Tout comme chez Guay-Poliquin, les personnages de Soublière, (lui-même et ses amis), doivent se débattre dans une société qui retourne à la barbarie. Les amis de l’écrivain se retrouvent à la Maison mère, un appartement de Montréal qu’ils transforment en bunker pour se protéger de toutes les attaques. Il n’y a plus rien qui tienne. Le civisme, la bonne entente, le partage, tout disparaît. Tout comme chez l’auteur du Poids de la neige, la tribu trouve refuge à la campagne où c’est plus facile de survivre. Étrange comme la grande ville devient impossible et impensable dans les scénarios catastrophiques. Faut-il revenir au monde rural pour se redéfinir et se forger une identité ?

RÉFLEXION

Ce retour au terme de Canadiens français demande-t-il de renoncer à la modernité pour faire un saut en arrière ? Soublière devient inquiétant en suggérant qu’il faudra peut-être une « fin du monde » pour retrouver les vraies valeurs de la famille et du clan.
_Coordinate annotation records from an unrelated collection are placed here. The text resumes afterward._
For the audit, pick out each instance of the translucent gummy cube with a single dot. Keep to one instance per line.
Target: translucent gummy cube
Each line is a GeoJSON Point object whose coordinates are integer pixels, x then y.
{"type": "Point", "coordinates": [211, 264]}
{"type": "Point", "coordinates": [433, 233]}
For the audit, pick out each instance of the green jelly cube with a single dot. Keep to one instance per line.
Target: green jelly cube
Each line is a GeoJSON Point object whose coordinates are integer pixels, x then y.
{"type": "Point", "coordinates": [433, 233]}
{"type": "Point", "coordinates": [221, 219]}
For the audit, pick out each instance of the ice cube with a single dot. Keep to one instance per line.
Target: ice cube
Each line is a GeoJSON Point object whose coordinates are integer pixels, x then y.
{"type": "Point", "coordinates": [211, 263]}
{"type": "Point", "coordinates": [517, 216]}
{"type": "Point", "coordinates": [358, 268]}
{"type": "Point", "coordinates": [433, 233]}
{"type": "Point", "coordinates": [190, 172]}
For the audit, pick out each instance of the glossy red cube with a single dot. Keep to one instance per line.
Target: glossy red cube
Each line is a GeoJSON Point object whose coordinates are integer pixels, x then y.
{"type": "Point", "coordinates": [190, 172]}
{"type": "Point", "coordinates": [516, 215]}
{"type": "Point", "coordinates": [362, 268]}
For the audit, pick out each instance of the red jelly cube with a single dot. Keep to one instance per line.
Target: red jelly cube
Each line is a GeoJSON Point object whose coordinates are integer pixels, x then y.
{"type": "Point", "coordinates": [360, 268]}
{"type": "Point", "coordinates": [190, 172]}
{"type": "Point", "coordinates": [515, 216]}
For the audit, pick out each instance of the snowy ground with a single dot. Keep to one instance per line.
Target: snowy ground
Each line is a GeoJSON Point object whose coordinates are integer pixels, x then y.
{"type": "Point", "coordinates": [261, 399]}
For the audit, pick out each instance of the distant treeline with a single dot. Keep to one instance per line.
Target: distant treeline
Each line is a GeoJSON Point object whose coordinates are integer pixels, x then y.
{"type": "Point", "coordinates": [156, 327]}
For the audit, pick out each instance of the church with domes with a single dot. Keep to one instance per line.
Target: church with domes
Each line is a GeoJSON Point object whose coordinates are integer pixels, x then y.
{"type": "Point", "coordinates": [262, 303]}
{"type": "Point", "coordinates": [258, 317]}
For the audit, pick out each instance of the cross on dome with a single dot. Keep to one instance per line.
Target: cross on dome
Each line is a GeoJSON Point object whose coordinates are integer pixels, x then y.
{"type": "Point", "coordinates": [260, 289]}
Ce scénario lui permet cependant de réfléchir à l’amitié, l’amour, le partage et ce qui devient important dans un monde qui se défait et qui bascule dans les guerres tribales. Les armes deviennent l’outil de survie et ceux qui s’en sortent sont ceux qui manient ces armes et sont les plus agressifs.
Ce n’est guère différent du monde actuel. Que l’on pense aux États-Unis de Donald Trump qui régente la planète ou encore à Israël qui impose ses diktats au Proche-Orient grâce à la puissance de son armée.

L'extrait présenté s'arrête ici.